Find the exact value of the cosine and the cosecant of thetha, if thetha terminates in quadrant II and sin theta = 4/5
cos^2 + sin^2 =1
cos^2 = 1-16/25 =9/25
sin theta terminates in quadrant II, so sin>0 but cos <0
therefore cos =-3/5
To find the exact value of the cosine and cosecant of theta, we need to use the given information that theta terminates in quadrant II and sin(theta) = 4/5.
In quadrant II, both the x-coordinate and y-coordinate of a point on the unit circle are negative. Since sin(theta) = 4/5 is positive, we can conclude that the y-coordinate (opposite side) is 4, and the x-coordinate (adjacent side) is negative.

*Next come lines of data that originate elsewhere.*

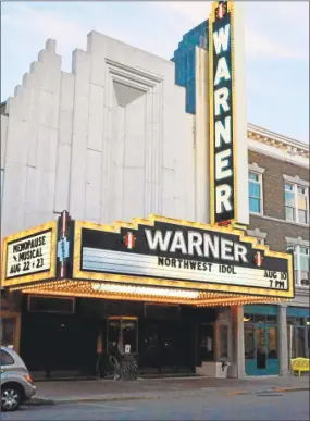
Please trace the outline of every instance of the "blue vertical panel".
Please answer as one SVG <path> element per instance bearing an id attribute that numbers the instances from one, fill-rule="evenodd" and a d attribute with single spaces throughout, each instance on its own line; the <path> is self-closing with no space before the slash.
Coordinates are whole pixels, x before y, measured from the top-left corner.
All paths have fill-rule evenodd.
<path id="1" fill-rule="evenodd" d="M 175 63 L 175 84 L 186 88 L 186 112 L 196 113 L 196 57 L 195 48 L 201 45 L 201 39 L 207 36 L 208 21 L 202 22 L 183 36 L 178 42 L 177 50 L 174 51 L 173 59 Z"/>

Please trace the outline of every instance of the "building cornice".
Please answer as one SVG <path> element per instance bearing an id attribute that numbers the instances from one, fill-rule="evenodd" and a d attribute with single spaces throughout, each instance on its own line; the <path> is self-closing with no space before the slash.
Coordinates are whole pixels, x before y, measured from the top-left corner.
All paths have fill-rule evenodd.
<path id="1" fill-rule="evenodd" d="M 309 145 L 302 141 L 292 139 L 251 123 L 247 124 L 247 134 L 249 139 L 281 149 L 292 156 L 309 158 Z"/>

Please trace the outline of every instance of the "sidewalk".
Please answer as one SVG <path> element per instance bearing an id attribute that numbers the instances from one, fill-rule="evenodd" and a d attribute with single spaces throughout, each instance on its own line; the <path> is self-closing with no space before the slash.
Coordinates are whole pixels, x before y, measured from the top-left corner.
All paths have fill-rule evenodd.
<path id="1" fill-rule="evenodd" d="M 262 392 L 289 392 L 309 389 L 309 376 L 305 377 L 253 377 L 247 380 L 188 377 L 139 379 L 137 381 L 59 381 L 39 382 L 33 404 L 66 404 L 74 401 L 112 401 L 159 399 L 206 393 L 241 395 Z"/>

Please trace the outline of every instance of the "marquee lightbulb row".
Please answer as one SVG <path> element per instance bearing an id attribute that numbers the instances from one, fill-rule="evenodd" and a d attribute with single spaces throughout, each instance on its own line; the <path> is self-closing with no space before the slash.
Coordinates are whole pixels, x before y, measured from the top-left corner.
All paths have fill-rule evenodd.
<path id="1" fill-rule="evenodd" d="M 107 298 L 107 299 L 133 299 L 146 301 L 179 302 L 196 305 L 197 307 L 230 307 L 243 306 L 255 302 L 283 302 L 287 299 L 275 297 L 239 296 L 232 294 L 200 293 L 194 290 L 152 288 L 145 286 L 129 286 L 117 284 L 101 284 L 72 280 L 52 281 L 36 285 L 16 286 L 10 290 L 22 290 L 27 294 Z"/>

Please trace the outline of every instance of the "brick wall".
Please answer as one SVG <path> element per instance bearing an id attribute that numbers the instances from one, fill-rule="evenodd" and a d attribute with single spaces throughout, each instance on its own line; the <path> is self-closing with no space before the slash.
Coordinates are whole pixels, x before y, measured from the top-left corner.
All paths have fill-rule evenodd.
<path id="1" fill-rule="evenodd" d="M 302 237 L 302 239 L 309 242 L 309 228 L 297 224 L 250 215 L 249 230 L 255 228 L 260 228 L 260 231 L 268 233 L 264 242 L 273 251 L 286 251 L 285 237 Z"/>
<path id="2" fill-rule="evenodd" d="M 309 181 L 309 169 L 249 150 L 249 163 L 257 163 L 263 173 L 263 214 L 285 220 L 283 174 Z"/>
<path id="3" fill-rule="evenodd" d="M 263 173 L 263 215 L 272 219 L 250 215 L 249 230 L 260 228 L 268 233 L 265 244 L 275 251 L 286 251 L 285 237 L 302 237 L 309 240 L 309 227 L 285 221 L 283 174 L 309 181 L 309 170 L 289 162 L 260 154 L 249 150 L 249 163 L 257 163 Z"/>

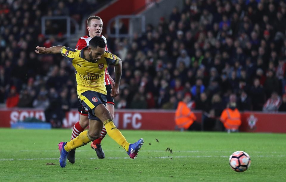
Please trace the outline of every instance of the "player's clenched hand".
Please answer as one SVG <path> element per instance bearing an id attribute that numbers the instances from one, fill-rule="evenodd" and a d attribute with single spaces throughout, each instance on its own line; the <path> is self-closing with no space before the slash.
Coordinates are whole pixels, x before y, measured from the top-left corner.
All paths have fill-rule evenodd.
<path id="1" fill-rule="evenodd" d="M 38 46 L 37 46 L 36 47 L 36 48 L 37 49 L 37 50 L 35 50 L 35 52 L 36 53 L 38 54 L 46 54 L 46 50 L 47 48 L 45 47 L 39 47 Z"/>
<path id="2" fill-rule="evenodd" d="M 115 97 L 119 95 L 119 86 L 115 84 L 111 90 L 110 95 L 112 97 Z"/>
<path id="3" fill-rule="evenodd" d="M 114 80 L 110 76 L 109 76 L 109 80 L 110 80 L 110 82 L 111 82 L 111 84 L 110 84 L 111 85 L 111 87 L 113 87 L 114 86 L 114 84 L 115 83 L 115 82 L 114 82 Z"/>

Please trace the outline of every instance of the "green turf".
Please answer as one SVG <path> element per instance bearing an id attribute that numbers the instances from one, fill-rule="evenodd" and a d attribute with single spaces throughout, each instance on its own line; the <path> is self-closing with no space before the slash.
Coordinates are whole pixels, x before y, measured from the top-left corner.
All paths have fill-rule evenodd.
<path id="1" fill-rule="evenodd" d="M 96 159 L 89 144 L 77 149 L 75 163 L 62 168 L 57 144 L 68 140 L 71 130 L 0 128 L 0 181 L 286 181 L 285 134 L 122 132 L 130 142 L 144 139 L 135 160 L 127 158 L 107 136 L 102 142 L 105 159 Z M 167 148 L 172 154 L 165 151 Z M 229 164 L 229 156 L 237 150 L 251 159 L 243 172 Z"/>

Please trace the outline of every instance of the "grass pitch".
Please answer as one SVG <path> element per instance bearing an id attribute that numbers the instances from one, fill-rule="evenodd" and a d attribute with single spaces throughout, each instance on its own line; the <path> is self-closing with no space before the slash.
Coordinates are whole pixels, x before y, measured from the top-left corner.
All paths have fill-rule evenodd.
<path id="1" fill-rule="evenodd" d="M 97 159 L 89 144 L 77 149 L 74 164 L 62 168 L 57 144 L 69 140 L 71 130 L 0 128 L 0 181 L 286 181 L 285 134 L 121 132 L 129 142 L 144 139 L 136 159 L 107 136 L 105 159 Z M 251 160 L 242 173 L 229 164 L 237 150 Z"/>

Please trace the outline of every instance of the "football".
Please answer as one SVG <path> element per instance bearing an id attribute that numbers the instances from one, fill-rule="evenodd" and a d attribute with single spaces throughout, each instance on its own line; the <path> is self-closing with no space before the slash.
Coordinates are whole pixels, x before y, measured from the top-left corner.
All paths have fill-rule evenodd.
<path id="1" fill-rule="evenodd" d="M 250 157 L 247 153 L 243 151 L 237 151 L 229 157 L 230 167 L 237 172 L 246 171 L 250 166 Z"/>

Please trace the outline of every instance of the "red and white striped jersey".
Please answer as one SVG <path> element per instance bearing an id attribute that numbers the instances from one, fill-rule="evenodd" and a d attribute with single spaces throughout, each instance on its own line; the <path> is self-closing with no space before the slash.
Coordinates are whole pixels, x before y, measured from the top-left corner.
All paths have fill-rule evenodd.
<path id="1" fill-rule="evenodd" d="M 107 44 L 106 38 L 105 38 L 103 35 L 100 35 L 100 37 L 104 39 L 105 43 Z M 76 46 L 76 49 L 78 50 L 81 50 L 87 46 L 88 46 L 89 41 L 91 40 L 91 37 L 90 37 L 89 35 L 85 35 L 80 38 L 78 39 L 77 43 Z M 106 51 L 108 50 L 107 48 L 107 44 L 105 46 L 105 48 Z M 105 69 L 105 73 L 104 74 L 104 85 L 108 85 L 111 84 L 111 82 L 110 81 L 110 80 L 109 79 L 109 76 L 108 74 L 107 74 L 107 68 Z"/>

To find the cosine of theta, we can use the Pythagorean identity: cos^2(theta) + sin^2(theta) = 1. Since sin(theta) = 4/5, we can substitute this value into the equation:
cos^2(theta) + (4/5)^2 = 1
cos^2(theta) + 16/25 = 1
cos^2(theta) = 1 - 16/25
cos^2(theta) = 25/25 - 16/25
cos^2(theta) = 9/25
cos(theta) = sqrt(9/25)
cos(theta) = 3/5
Therefore, the exact value of the cosine of theta in quadrant II is 3/5.
To find the cosecant of theta, we can use the reciprocal of sin(theta):
cosec(theta) = 1/sin(theta)
cosec(theta) = 1/(4/5)
cosec(theta) = 5/4
Therefore, the exact value of the cosecant of theta in quadrant II is 5/4.